ContentMine / quickscrape

A scraping command line tool for the modern web
MIT License
260 stars 43 forks source link

Cannot run Quickscrape in headless mode #63

Open lanzer opened 8 years ago

lanzer commented 8 years ago

running quickscrape with the -h or --headless option will not launch casper

I noticed that the headless parameter is not being passed when adding the scraper through scraperbox:

quickscrape.js (211)

    scrapers.addScraper(program.scraper);

Also, scraperbox need to pass the parameter to scraper, which is ready to listen to the parameter

scraperbox.js (48)

ScraperBox.prototype.addScraper = function(def) {
  if (typeof(def) == 'string') {
    def = JSON.parse(fs.readFileSync(def, 'utf8'));
  }
  var scraper = new Scraper(def);
  if (scraper.valid) {
    this.scrapers.push(scraper);
    return true;
  } else {
    return false;
  }
}

So I've made the following adjustments:

quickscrape.js (211)

    scrapers.addScraper(program.scraper, program.headless);

scraperbox.js (48)

ScraperBox.prototype.addScraper = function(def, headless) {
  if (typeof(def) == 'string') {
    def = JSON.parse(fs.readFileSync(def, 'utf8'));
  }
  var scraper = new Scraper(def, headless);
  if (scraper.valid) {
    this.scrapers.push(scraper);
    return true;
  } else {
    return false;
  }
}

I think the scraper checking routine also need to have the parameter added:

quickscrape.js (139)

  var scraper = new Scraper(JSON.parse(definition), program.headless);

Now I can see casperjs running.
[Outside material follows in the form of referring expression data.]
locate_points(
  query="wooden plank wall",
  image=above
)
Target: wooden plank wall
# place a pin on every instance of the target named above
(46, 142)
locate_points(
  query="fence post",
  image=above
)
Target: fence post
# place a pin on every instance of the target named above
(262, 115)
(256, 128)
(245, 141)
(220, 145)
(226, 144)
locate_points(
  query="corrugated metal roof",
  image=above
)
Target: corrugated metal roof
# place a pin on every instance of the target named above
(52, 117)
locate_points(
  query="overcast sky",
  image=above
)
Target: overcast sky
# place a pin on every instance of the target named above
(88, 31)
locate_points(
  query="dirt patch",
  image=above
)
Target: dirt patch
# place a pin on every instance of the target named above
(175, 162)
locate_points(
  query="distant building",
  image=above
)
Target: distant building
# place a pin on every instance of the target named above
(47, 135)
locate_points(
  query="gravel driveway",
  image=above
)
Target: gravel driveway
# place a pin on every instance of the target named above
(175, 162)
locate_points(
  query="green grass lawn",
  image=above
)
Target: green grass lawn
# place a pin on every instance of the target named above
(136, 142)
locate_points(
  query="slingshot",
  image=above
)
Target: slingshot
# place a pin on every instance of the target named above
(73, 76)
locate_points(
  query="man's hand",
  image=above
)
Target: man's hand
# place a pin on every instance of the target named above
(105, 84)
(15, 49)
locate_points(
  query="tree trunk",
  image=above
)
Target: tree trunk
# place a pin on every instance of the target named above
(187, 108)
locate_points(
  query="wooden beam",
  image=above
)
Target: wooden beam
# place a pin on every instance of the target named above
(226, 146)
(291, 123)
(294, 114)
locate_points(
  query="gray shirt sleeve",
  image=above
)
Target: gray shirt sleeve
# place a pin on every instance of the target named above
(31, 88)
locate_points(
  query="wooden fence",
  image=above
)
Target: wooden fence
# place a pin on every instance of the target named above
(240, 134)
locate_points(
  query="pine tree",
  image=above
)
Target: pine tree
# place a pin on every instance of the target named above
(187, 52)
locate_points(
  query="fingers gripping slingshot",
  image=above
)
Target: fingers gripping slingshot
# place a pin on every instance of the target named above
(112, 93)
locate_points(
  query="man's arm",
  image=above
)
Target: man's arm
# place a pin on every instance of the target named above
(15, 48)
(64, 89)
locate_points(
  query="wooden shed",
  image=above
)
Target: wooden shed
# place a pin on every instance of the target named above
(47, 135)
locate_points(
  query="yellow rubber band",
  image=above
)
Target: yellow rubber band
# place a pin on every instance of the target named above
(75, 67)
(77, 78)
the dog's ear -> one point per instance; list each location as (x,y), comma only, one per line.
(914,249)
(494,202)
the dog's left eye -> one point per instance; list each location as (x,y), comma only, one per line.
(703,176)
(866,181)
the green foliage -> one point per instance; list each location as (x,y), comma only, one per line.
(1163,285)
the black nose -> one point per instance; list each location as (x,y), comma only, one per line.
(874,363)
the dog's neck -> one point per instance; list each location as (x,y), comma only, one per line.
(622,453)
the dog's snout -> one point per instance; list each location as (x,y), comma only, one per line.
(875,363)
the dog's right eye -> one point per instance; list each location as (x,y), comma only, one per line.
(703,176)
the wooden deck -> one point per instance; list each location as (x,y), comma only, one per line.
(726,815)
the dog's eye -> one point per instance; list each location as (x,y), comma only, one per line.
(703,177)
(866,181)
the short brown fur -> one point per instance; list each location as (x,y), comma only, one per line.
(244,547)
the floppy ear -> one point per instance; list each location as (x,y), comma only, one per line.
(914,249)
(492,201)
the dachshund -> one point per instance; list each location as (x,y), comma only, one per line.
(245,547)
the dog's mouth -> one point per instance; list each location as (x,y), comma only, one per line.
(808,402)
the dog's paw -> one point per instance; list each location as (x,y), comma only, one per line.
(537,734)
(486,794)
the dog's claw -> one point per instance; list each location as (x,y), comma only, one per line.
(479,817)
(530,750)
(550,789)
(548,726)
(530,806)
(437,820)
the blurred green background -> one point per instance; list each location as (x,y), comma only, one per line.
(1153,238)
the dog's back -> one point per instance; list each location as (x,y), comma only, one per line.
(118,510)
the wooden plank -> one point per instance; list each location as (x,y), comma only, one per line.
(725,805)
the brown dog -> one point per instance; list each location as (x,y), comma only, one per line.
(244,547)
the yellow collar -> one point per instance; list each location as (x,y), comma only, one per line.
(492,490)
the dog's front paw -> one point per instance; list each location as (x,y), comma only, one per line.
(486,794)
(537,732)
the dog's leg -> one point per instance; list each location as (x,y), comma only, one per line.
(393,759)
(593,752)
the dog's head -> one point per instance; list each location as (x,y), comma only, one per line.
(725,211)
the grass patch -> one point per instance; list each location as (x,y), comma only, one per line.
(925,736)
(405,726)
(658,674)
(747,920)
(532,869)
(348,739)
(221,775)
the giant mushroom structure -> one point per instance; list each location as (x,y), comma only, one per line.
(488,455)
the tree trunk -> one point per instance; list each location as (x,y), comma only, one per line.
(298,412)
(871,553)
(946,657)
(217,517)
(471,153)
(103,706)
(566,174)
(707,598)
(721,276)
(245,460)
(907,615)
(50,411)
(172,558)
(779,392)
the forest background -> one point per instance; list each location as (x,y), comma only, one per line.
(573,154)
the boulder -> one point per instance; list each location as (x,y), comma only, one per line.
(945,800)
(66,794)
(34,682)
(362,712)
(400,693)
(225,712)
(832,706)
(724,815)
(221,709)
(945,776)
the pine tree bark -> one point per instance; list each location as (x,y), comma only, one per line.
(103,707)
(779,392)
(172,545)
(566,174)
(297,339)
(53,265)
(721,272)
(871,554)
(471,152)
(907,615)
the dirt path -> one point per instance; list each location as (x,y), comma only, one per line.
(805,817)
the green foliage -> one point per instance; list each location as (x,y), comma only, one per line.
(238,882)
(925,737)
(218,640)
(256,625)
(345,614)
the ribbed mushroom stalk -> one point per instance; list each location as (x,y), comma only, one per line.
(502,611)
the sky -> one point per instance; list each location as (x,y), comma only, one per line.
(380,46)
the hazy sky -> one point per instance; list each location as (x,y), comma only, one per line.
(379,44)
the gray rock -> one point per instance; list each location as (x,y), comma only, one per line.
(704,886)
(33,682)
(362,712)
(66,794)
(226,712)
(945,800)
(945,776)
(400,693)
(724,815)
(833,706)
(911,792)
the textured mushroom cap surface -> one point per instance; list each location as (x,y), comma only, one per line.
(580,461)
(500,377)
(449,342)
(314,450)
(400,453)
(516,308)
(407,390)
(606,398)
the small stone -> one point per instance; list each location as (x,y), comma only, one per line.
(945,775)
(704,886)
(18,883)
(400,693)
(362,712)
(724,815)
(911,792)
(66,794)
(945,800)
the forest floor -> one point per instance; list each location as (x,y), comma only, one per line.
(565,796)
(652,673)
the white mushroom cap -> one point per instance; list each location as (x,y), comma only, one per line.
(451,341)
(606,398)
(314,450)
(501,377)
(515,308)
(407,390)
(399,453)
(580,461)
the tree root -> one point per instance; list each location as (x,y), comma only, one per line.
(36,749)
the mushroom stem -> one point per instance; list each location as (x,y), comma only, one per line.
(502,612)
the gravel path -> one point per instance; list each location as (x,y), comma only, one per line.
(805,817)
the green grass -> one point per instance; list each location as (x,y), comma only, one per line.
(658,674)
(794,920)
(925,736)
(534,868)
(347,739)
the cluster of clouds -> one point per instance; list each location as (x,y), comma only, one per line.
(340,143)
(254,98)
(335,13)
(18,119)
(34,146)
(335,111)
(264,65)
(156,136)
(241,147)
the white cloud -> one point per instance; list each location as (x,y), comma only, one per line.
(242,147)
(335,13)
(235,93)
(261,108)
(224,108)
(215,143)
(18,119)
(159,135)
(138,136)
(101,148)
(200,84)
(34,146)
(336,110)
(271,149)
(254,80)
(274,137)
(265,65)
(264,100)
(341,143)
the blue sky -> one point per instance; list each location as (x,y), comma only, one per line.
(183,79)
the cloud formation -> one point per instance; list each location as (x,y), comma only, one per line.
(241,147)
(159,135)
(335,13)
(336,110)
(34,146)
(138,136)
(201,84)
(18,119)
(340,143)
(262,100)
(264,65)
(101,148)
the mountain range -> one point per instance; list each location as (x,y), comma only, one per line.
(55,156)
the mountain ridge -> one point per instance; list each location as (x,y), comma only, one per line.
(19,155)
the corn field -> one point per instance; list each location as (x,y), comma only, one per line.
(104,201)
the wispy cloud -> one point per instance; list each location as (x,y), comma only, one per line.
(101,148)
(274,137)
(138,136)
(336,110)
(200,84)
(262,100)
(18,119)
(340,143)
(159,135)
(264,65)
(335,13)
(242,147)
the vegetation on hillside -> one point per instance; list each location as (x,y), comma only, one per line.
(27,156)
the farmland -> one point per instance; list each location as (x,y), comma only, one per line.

I noticed that 404 type status also result in the quickscrape halting. Will need to look into that.

blahah commented 8 years ago

Thanks for the report. Pull requests are very welcome with the changes you have made :)

lanzer commented 8 years ago

Done. Should I do the same for the "response status" bug also?

blahah commented 8 years ago

Thank very much. If you are willing, yes a PR fixing any bug is welcome :)